Commercialising innovation
Entrepreneurship is a huge part of an MBA. “Monash now has Commercialisation of Technology as a subject in our Global Executive MBA (GEMBA),” says Butler. “We undertake projects on behalf of companies who have genius boffins and add tremendous value by developing business models and go-to-market strategies.” When GEMBA students take their core learnings to their final global business project, they choose from digital transformation, advanced manufacturing or life sciences. “Students undertake live projects for businesses – from global corporations to early-stage startups – off the back of studying design thinking, strategy, commercialisation and entrepreneurship.”

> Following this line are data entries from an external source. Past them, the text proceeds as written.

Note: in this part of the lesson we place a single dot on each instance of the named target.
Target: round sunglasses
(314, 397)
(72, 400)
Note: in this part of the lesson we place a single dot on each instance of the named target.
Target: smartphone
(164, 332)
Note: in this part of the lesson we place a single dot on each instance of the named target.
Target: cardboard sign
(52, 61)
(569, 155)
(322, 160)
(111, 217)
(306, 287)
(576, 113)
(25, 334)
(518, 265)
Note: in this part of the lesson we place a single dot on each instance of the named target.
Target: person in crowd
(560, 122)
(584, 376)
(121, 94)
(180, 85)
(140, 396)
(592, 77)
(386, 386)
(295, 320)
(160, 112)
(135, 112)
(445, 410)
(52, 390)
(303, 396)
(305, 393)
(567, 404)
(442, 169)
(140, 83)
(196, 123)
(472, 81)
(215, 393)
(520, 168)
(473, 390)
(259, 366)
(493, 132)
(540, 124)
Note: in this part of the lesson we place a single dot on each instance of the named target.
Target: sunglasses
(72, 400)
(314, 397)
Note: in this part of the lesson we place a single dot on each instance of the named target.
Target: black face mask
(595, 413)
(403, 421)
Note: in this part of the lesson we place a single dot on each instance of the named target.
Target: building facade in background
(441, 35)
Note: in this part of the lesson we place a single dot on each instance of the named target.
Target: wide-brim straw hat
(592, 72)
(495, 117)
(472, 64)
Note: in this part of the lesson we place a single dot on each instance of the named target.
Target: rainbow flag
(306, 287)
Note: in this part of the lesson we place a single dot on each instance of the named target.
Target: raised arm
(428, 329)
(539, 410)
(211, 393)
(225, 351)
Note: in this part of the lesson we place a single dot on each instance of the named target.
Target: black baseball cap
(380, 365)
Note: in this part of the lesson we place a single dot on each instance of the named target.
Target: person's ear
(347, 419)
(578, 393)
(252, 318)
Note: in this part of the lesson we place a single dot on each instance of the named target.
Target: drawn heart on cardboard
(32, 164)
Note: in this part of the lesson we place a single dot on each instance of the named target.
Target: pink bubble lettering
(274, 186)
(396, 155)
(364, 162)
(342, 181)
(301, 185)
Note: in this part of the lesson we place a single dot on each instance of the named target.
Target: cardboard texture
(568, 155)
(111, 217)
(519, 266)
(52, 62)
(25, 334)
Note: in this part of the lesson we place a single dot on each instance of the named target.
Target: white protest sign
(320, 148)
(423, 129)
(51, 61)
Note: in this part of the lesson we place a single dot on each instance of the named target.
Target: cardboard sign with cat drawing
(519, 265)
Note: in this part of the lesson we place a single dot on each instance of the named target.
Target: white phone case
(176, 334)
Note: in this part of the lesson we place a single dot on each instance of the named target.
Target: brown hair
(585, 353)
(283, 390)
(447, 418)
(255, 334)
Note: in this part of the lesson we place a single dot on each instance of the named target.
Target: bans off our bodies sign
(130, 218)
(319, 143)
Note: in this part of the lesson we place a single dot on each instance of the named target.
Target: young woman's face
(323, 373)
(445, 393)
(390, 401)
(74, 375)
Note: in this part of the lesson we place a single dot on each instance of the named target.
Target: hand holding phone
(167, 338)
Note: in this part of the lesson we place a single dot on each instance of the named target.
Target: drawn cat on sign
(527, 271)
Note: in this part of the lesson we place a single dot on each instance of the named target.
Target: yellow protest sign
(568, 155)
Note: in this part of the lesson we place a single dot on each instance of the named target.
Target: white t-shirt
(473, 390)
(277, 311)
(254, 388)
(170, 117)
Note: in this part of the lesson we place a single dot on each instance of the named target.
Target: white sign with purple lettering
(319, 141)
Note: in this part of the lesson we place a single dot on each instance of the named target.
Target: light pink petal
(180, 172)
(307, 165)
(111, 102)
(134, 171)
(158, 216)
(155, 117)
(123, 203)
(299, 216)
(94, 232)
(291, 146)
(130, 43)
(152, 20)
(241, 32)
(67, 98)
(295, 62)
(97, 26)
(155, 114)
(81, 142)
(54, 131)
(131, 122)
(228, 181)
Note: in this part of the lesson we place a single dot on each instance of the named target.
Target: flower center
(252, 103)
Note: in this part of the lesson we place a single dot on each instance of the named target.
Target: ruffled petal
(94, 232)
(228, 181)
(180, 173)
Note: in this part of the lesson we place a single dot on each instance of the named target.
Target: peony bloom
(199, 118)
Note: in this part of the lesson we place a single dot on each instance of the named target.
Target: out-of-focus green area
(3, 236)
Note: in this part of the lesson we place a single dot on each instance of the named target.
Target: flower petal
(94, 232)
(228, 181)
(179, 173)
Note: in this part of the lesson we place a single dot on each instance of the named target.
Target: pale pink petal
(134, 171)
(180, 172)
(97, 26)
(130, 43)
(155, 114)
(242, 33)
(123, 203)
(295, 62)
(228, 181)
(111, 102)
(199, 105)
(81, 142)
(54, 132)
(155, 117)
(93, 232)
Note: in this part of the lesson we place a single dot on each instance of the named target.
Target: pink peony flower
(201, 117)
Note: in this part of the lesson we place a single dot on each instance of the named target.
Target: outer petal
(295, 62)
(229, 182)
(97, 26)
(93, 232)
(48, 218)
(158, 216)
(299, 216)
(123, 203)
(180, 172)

The University of Sydney Business School’s Ford says he’s seeing more executives doing MBAs hungry to get
access to discoveries in science, health and engineering that are happening inside universities. “I run workshops, for example, in nanoscience. We pair groups of MBAs with scientific or research teams and the MBAs jump at that.” He says MBA students go on to sit on advisory boards or even become investors and co-founders. He believes the pandemic escalated breaking down the silos between academia and industry. “There’s a perception that universities have walls around them. Business schools can facilitate bringing together researchers and scientists. When scientists and researchers are going for government medical research grants, half of it has to be a business plan and they don’t know how to do that and they don’t have the time. That’s where collaborations are forming with our MBA students.”